In order to apply CUSUM in this manner, we need a predictive model to evaluate against. Micah Blake McCurdy (@IneffectiveMath) consistently creates some of the best public models we have and he was kind enough to provide me with the full-season game-by-game points predictions to start the year. I then graphed the predictions for each team against actual results and plotted the CUSUM as well.

Reading the Charts

edmonton

Predicted points: the blue dotted line represents the Cordelia points predictions for each team over the 2016-17 season. The points prediction for season end is shown in blue at the right edge of the chart.
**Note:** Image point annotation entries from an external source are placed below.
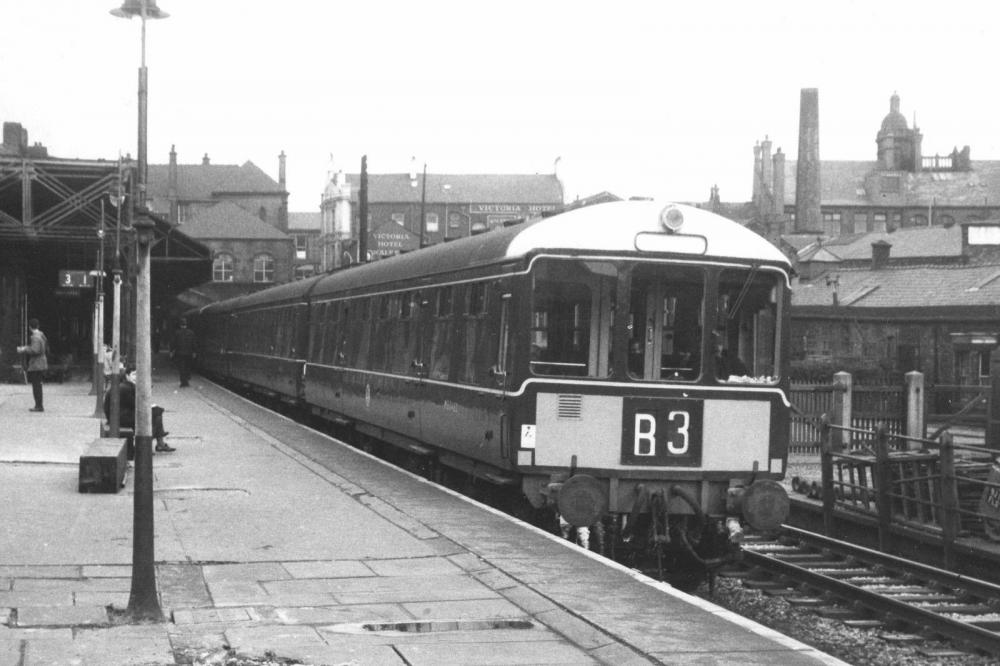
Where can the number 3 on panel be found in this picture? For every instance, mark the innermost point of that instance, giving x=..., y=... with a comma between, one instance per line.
x=682, y=431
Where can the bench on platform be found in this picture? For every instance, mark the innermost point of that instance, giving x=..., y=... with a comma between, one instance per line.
x=103, y=465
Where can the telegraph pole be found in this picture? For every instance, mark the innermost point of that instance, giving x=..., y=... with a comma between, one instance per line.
x=363, y=213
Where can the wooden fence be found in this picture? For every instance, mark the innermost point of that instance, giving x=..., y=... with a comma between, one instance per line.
x=872, y=404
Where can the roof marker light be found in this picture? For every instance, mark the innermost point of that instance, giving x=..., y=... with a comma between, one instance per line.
x=671, y=218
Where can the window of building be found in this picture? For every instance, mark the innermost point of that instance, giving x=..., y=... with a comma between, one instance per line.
x=301, y=245
x=890, y=184
x=263, y=268
x=860, y=223
x=222, y=268
x=431, y=224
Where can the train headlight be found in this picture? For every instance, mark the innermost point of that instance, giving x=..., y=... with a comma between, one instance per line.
x=671, y=219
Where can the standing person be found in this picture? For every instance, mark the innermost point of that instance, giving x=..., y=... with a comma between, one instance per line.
x=184, y=351
x=37, y=350
x=126, y=410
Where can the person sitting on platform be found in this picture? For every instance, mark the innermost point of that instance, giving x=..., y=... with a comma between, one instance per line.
x=126, y=410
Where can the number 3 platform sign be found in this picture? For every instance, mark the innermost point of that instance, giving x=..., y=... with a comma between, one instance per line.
x=662, y=431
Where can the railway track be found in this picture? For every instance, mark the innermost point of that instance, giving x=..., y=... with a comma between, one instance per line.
x=873, y=590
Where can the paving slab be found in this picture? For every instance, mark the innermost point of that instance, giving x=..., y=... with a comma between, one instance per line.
x=275, y=539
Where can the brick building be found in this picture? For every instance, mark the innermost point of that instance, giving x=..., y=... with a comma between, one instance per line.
x=407, y=209
x=238, y=212
x=924, y=299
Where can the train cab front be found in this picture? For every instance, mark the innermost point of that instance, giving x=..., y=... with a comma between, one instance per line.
x=655, y=399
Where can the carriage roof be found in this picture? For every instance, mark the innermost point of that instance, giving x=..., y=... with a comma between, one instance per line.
x=610, y=228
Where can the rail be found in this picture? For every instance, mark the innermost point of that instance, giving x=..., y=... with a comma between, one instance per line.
x=931, y=484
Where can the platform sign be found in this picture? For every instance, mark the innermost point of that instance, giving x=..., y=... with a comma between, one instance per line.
x=75, y=279
x=662, y=432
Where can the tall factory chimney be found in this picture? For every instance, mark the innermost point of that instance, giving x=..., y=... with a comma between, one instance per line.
x=807, y=181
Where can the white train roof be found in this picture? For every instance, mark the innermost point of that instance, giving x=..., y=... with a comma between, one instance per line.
x=617, y=226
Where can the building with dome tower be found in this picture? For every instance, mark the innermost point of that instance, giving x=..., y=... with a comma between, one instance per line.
x=897, y=257
x=900, y=188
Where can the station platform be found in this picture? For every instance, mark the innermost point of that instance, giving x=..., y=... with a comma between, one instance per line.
x=275, y=540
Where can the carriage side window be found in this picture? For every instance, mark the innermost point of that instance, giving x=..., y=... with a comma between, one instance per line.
x=403, y=332
x=479, y=334
x=328, y=326
x=441, y=335
x=476, y=299
x=571, y=318
x=745, y=337
x=665, y=325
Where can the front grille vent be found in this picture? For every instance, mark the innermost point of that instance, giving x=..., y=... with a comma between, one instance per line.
x=570, y=407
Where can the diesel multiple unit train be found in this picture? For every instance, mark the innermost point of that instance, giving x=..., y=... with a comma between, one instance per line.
x=623, y=362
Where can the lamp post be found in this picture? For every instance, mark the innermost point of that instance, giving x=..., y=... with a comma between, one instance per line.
x=143, y=603
x=98, y=383
x=144, y=9
x=117, y=199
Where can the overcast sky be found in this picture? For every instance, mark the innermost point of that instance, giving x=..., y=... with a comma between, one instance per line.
x=657, y=98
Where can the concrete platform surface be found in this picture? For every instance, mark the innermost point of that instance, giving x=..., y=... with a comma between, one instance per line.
x=272, y=539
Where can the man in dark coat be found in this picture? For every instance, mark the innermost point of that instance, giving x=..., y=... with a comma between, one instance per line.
x=126, y=410
x=37, y=351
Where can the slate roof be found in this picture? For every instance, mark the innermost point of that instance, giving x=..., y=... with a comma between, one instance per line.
x=843, y=183
x=199, y=182
x=908, y=243
x=905, y=287
x=226, y=220
x=304, y=221
x=464, y=188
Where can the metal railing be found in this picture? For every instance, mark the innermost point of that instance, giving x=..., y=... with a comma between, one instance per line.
x=931, y=484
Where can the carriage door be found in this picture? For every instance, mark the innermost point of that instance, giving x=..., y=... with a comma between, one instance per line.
x=658, y=342
x=664, y=324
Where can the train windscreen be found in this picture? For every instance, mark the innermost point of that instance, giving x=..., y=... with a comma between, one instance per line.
x=665, y=322
x=573, y=321
x=745, y=338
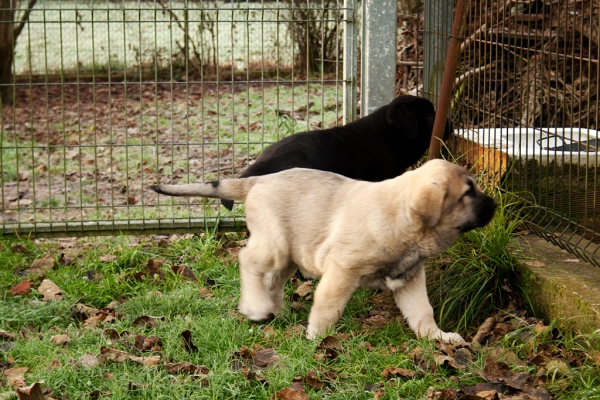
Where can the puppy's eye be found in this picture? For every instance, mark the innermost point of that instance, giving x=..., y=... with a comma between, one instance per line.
x=471, y=191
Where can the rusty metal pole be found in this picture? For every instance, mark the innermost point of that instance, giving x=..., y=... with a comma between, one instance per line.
x=452, y=58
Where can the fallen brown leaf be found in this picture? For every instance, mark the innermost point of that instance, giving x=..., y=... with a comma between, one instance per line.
x=146, y=321
x=66, y=260
x=498, y=372
x=185, y=367
x=7, y=335
x=252, y=375
x=101, y=316
x=368, y=346
x=534, y=263
x=110, y=354
x=441, y=359
x=152, y=343
x=378, y=395
x=31, y=392
x=83, y=312
x=50, y=290
x=20, y=289
x=42, y=265
x=15, y=376
x=268, y=332
x=557, y=367
x=113, y=334
x=60, y=340
x=393, y=372
x=266, y=358
x=19, y=248
x=89, y=360
x=147, y=361
x=183, y=270
x=303, y=291
x=375, y=322
x=289, y=394
x=332, y=347
x=196, y=371
x=188, y=344
x=486, y=388
x=441, y=394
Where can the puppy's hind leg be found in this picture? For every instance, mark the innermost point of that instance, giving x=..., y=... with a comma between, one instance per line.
x=412, y=300
x=257, y=301
x=275, y=281
x=332, y=294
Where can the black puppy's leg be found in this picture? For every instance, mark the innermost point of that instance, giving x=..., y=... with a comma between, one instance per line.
x=228, y=204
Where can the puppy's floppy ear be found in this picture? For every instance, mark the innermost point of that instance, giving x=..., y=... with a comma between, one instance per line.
x=402, y=116
x=427, y=204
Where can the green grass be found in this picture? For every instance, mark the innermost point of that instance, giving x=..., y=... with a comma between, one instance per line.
x=219, y=332
x=466, y=281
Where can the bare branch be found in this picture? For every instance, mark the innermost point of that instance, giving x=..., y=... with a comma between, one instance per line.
x=24, y=19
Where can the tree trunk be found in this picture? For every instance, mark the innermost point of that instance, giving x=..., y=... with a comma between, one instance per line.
x=7, y=14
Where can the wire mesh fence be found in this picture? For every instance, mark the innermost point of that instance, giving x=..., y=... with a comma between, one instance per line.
x=107, y=98
x=526, y=98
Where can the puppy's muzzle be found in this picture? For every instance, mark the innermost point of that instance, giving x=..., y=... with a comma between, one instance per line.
x=484, y=208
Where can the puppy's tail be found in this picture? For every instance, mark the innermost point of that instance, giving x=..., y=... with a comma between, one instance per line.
x=230, y=189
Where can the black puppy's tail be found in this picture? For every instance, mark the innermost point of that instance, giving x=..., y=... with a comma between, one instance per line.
x=230, y=189
x=228, y=204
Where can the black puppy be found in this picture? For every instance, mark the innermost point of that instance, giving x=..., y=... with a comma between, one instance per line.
x=377, y=147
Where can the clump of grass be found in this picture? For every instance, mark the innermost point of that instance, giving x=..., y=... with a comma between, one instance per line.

Simulation uncertainty: As the points predictions are based on a one million run Monte Carlo simulation, there is a “spread” to them that is shown by the blue band surrounding the dotted line, which is two standard deviations wide. Thus approximately 2/3 of the simulation runs for each team fall within that predicted points band.

Actual points: the red dotted line represents the actual standings points to date.

CUSUM: the cumulative sum of the difference between actual and predicted points is shown by the green area plot on the centre line of the chart, and the values are read off the right vertical axis.

Analyzing the Results

This is intended as mainly an introduction to the CUSUM concept. As such I intend only to provide the charts for each team over the first quarater of the season (about 20 games for each team) as well as some general observations.

The Overachievers

There are six teams that outperformed their predictions through the first quarter of the season. Of these, all but one have since plateaued. Columbus continues on an upward trajectory and has broken outside the bounds of one standard deviation. Whatever the reason for this early season performance, it remains unabated.

Montreal, Chicago, Pittsburgh, Washington, and the NY Rangers have also outperformed expectations early but have since cooled off. The Capitals are borderline overachievers, just at the outer edge of standing deviation. Meanwhile, the Penguins clearly got a boost from Sidney Crosby’s return to the line-up but are now being pulled back within the expected range.

The Underachievers

At the other end of the performance curve, there are six teams that have been unable to meet even sometimes lower expectations. The Islanders were in free-fall through the first twenty games and seriously in need for something, anything, to change. The Flyers were in the same boat, to some extent, but the slope of their decline was not as drastic. The Flames bottomed out at about the 15 game mark and started to make up lost ground.

On Track

Through the first quarter of the season, there have been ten teams that have basically been right on track with their predicted performance. Of course, meeting expectations isn’t always enough, and sometimes you get fired anyway.

Conclusion

As we develop more complex predictive models for NHL hockey games, there may be opportunities to apply a variety of statistical and analytical methods that have been developed for other uses of the years. The process control field has many such techniques that could prove useful for identifying and perhaps even diagnosing performance issues at an early stage.

CUSUM is one such technique that can both help determine the accuracy of our models, as well as identify changes in performance trends. Understanding when a change occurs and correlating it with a system, roster or on-ice change can help to assess what’s working and what isn’t.

In future posts, we will take a more in-depth look at CUSUM and how it can be applied to evaluate performance.

While we have applied this method to evaluating standings points vs. predictions, this and other process control techniques could similarly be applied to a variety of other process measures and metrics used to track and monitor on-ice performance.